Working with homeless men has been a huge eye-opener for me. Many of the men I meet are mentally ill, have been incarcerated, wear the label of alcoholic, drug-abuser or child molester and are physically disabled. Many of them can’t hold a job, and, if I’m being honest, I don’t know that I would hire them myself, were I in a position to do so. It is clear that they often don’t even possess the basic fundamentals necessary to being employed, let alone being self-sufficient. I am so grieved by the lack of hope that surrounds the homeless community and yet often, when I look through the lens of their perspective, I understand the bleakness. This deep empathy for these wounded people has compelled me to get to know them.

Through my conversations with these men, I often hear of abusive childhoods and penetrating loneliness.

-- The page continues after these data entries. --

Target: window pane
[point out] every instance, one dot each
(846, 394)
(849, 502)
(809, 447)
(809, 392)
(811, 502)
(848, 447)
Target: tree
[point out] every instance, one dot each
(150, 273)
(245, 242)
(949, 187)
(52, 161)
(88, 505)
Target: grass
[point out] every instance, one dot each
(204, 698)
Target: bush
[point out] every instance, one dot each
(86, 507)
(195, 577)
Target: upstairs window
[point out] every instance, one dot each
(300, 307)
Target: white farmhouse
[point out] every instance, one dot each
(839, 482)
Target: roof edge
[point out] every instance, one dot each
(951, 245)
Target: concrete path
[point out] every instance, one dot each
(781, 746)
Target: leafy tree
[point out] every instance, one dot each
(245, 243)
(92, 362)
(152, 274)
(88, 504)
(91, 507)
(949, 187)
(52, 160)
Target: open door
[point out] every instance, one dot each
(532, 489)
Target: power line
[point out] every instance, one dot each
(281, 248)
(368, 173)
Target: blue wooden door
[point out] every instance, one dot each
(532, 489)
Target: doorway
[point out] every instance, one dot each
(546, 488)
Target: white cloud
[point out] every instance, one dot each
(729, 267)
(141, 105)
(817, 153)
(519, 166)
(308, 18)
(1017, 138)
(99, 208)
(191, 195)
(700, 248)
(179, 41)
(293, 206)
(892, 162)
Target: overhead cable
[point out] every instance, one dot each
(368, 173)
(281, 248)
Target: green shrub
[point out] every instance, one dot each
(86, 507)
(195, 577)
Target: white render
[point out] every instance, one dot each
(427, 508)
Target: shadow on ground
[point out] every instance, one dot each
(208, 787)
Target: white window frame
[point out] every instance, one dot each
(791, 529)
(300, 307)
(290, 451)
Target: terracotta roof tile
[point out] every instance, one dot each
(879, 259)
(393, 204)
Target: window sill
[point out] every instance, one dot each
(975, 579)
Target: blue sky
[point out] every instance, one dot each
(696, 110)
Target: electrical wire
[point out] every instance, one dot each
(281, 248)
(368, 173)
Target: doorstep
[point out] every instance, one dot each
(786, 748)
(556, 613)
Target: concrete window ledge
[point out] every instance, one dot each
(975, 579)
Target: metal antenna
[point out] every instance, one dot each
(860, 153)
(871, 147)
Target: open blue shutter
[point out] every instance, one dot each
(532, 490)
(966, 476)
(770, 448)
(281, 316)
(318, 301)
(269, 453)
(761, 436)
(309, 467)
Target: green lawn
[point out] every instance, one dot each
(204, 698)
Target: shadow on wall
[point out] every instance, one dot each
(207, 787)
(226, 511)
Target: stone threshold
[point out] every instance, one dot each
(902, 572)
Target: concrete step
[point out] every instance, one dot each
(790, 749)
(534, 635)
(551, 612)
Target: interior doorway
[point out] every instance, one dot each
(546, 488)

So many of them have no family to speak of. I hear stories of how they were imprisoned for some crime, and, upon release, with no family to return to, they were abandoned with $30 on the steps of a bed-bug ridden shelter, where men shoot-up in the bathroom and trade Safeway giftcards for drugs.

How can we expect these men to prosper and build themselves up from the bottom in such a toxic environment?

This is when I can’t ignore the hopelessness. This is when I feel most deeply that the only solution is preventing these situations from happening. Offering stable support systems from an early age. Providing adequate resources to families dealing with mental illness. Working on breaking stigmas and lifting up the ostracized and marginalized.

Our bodies need certain vitamins. In order to absorb said vitamins, however, we need a diet that consists of the essential nutrients that enable our bodies to benefit from the vitamins. Like this, our children need stable and nurturing home environments before they can begin to absorb the benefits of a good education.

While education is a huge facet of empowering young people to grow into a positive adulthood, I truly believe that most often, the hugest lapse for a struggling child lies within the breakdown of the family support system.

As humans, we all inevitably make missteps and misjudgments.  The difference between the outcomes of these situations and what we learn from them, however, lies in what kind of community has, and is, supporting us. If we are instilled with positive values and the knowledge that we are loved, we are much more likely to succeed. This is what we need to offer our youth. Beyond that, it is imperative that parents be adequately equipped to raise their children – to know how to respond when a child exhibits signs of mental illness or a developmental challenge.

If children aren’t sufficiently supported, a domino effect is liable to occur. Without encouragement to invest in their education, we see young people turning to other outlets. Too often, this alternative leads to risky behavior that might result in drug-abuse or unprotected sex and teen pregnancy (often perpetuating the cycle of children being born into households that struggle to stay afloat). Without proper encouragement, the motivation to aspire for more, and to make positive decisions based on promising aspirations, inevitably dwindles. 

Without hope for a positive future, in which we are accepted, loved and encouraged to contribute our unique gifts, we are bound to view the world as a very dark place.

Without a safety net of people who are looking out for us and are prepared to identify and respond effectively to signs of depression or bi-polar disorder, we are bound to let our inner turmoil manifest itself in negative and hostile ways.

Every criminal, every abuser, every murder, was once a child. What we need to focus on is lifting our children out of darkness. Empowering them to be a positive force in the world. Equipping them with the tools to make good decisions. Building for them a society in which we solve our problems with peace, instead of guns. We need to show them that we are working towards breaking the cycle of violence, so that they don’t need to be afraid to go to school. We must let them know that they are each unspeakably valuable and that their life is full of promise and that this world is a place worth caring for.